Anti-RHers argue contraceptives encourage promiscuity. Suggestive behavior, slinky garments, sexy movies, and alcohol do as well. Should these also be banned? The other side believes premature sex comes from our culture and physiology. Sex is ubiquitous, it is in our audio-visual environment, in our advertising, and, God forbid, in our hormones. The strongest protection against this pervasiveness is education and, as the last line of defense, contraception.

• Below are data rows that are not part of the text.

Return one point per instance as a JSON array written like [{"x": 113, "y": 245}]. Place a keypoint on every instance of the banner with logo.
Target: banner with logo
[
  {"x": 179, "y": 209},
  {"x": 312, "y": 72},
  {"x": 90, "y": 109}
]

Reproductive health is not about statistics, economics nor morality. Its essence is freedom of informed choice, specifically, one, the choice of individuals to plan their lives without sacrificing the joys of healthy sex; two, their right to be educated on an issue that can significantly affect their future; and, three, the role of the state in making these choices possible.
Anti-RHers believe mandatory sex education deprives the young and their parents from choosing whether or not to be so educated. They feel contraceptives are available in the marketplace, why make them so accessible by fiat?
Pro-RHers say the poor and uninformed are not aware of the contraceptive options and their availability. The state has an obligation to educate and make their choices real.
The difference lies largely in the term “mandatory” and the accompanying sanctions. As a compromise, while sex education would still be the default, the RH bill could allow parents to opt out of the program. Everybody should be entitled to embrace ignorance while not imposing it on others.
Let us keep the issues simple. The RH Bill is primarily about education and individual responsibility, nothing more. It is not about a higher moral calling, the meaning of life, nor good versus evil. Discussion should therefore focus on the intended beneficiaries -the uneducated and the children-, on freedom of choice, and the role of education and the state in its determination.
Rather than speculate whether additional children burden a family, let each couple decide this for themselves in an informed manner.To disparage dissenters with name calling is not useful. We need a national conversation that is civil and intelligent, one that neither caters to our emotional instincts nor to pre-ordained and exclusionary judgments cast in moral stone.
As for the claim that, like Sodom and Gomorrah, reproductive health has brought God’s wrath and the floods upon us, what can I say. I guess it beats fire and brimstone but then again, perhaps it is just total non-sense.